A convicção dos dirigentes do Partido Comunista é a de que a exigência da “nova era” torna fundamental um líder forte. “Se te elevas acima do partido, então é muito difícil que alguém abaixo decida que não quer implementar as tuas ordens”, diz ao The Guardian a analista Jude Blanchette.

Depois de um primeiro mandato, em que Xi tomou as rédeas do poder no partido, acumulando vários títulos que lhe dão assento nas mais importantes comissões, e através de uma campanha anti-corrupção que tem visado sobretudo os dirigentes que sejam encarados como uma ameaça, o processo de consolidação da sua governação parece concluído.
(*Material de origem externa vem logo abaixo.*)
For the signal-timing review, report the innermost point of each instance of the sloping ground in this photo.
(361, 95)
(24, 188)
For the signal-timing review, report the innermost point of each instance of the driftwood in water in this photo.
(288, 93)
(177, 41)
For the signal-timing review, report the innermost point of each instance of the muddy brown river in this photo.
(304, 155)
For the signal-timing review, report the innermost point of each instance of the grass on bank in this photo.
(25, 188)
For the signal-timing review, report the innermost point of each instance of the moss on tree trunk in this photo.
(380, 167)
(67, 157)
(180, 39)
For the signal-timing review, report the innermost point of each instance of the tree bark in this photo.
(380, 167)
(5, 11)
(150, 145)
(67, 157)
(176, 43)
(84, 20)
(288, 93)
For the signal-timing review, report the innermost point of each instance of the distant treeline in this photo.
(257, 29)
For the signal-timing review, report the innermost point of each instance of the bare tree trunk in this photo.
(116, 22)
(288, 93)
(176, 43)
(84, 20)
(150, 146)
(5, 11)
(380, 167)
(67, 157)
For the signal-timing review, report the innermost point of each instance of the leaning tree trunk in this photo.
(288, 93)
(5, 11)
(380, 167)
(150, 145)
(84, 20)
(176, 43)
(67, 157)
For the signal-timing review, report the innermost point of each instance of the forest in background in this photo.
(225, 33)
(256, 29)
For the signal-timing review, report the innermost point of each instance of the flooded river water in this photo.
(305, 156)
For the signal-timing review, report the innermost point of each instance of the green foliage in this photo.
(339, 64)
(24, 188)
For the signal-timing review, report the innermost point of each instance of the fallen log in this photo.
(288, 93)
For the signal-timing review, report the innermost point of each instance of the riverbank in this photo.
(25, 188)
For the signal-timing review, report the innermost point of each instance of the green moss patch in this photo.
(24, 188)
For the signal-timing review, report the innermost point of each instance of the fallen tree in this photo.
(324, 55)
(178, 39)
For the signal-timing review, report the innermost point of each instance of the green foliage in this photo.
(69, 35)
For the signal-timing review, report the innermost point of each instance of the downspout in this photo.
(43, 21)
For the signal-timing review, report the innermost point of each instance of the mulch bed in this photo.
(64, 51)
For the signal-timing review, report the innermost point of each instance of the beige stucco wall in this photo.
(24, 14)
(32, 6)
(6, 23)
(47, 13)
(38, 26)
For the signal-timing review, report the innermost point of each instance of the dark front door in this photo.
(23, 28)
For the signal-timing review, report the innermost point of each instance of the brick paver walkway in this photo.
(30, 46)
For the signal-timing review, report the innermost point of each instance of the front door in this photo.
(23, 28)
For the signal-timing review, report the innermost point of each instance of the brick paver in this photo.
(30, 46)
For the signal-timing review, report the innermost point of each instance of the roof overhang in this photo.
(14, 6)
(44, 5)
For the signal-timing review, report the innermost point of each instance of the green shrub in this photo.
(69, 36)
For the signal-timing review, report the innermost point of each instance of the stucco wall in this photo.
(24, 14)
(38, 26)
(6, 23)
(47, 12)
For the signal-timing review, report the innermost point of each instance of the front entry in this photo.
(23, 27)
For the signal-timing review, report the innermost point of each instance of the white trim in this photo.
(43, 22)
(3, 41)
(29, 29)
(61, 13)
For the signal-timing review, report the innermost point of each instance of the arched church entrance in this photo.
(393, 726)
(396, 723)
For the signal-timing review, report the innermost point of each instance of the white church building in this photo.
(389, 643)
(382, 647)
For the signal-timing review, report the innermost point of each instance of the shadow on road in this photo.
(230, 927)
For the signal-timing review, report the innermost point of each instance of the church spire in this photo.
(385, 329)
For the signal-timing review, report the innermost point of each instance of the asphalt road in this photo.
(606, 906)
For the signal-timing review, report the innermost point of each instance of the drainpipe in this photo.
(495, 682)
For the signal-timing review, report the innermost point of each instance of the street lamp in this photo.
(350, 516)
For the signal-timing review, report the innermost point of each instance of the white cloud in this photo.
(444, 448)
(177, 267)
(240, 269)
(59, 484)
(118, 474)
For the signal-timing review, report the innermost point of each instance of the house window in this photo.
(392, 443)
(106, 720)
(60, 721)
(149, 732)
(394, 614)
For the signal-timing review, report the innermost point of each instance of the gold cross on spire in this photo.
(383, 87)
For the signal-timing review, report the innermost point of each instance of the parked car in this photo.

Os próximos anos servirão para pôr em prática a sua agenda para a “nova era”, com destaque, a nível externo, para o mega-projecto de construção de infraestruturas em dezenas de países da Ásia Central e África conhecido como a “nova rota da seda”. De forma surpreendente, as alterações à constituição do partido também consagraram este projecto. “Ter uma política abrangente, especialmente uma política de carácter externo, inscrita na constituição do partido é algo de muito significativo”, disse à Reuters o especialista do Lowy Institute, Peter Cai.

Depois dele, mais nada

A ascensão de Xi a um patamar tão intangível parece, porém, levantar algumas preocupações sobre a sua sucessão. “Enquanto Xi ainda não se tiver encontrado com Marx, ele é o homem com uma teoria com o seu nome na constituição do partido, portanto ninguém terá mais autoridade do que ele”, escreve o analista Bill Bishop na sua influente newsletter Sinocism.

A ausência de mecanismos de democracia interna no Partido Comunista Chinês deixa em aberto os processos de condução das transições de liderança. Com Deng, o partido passou a institucionalizar alguns procedimentos informais, como a fixação de um limite de dois mandatos e o veto de candidatos aos órgãos dirigentes com idade superior a 68 anos. Para além disso, passou a ser aconselhável indicar um possível sucessor a meio do mandato do anterior – foi isso que aconteceu com os líderes mais recentes, Jiang Zemin, Hu Jintao e também se espera de Xi.

Qishan de fora

O objectivo é tornar a governação previsível e estável e, desta forma, evitar lutas internas pelo poder. Uma das principais interrogações à partida para o Congresso prendia-se com o destino do chefe da comissão de disciplina do partido, Wang Qishan, que se tornou no principal promotor da temível campanha anti-corrupção que tem abalado as estruturas do PCC e do Exército do Povo. Durante meses especulou-se que Xi iria tentar manter Wang no Comité Permanente do Politburo – um órgão muito restrito que reúne frequentemente e define as grandes políticas de Estado –, apesar de este já ter mais de 68 anos. Porém, soube-se esta terça-feira que Wang não irá fazer parte do próximo Comité Central.

Mas o novo estatuto de Xi parece vir baralhar um pouco esta ordem das coisas. Esta quarta-feira, o novo comité central reúne para escolher a composição do poderoso Comité Permanente e os observadores estão na expectativa para perceber se poderá estar incluído um hipotético sucessor de Xi.

A académica Susan Shirk, que trabalhou no Departamento de Estado norte-americano durante a Administração Clinton, diz ao Guardian que a ausência de uma figura com perspectivas de suceder a Xi como secretário-geral será uma indicação perigosa. “Estou preparada para lhe chamar ditador depois disso, mas vou esperar para ver.”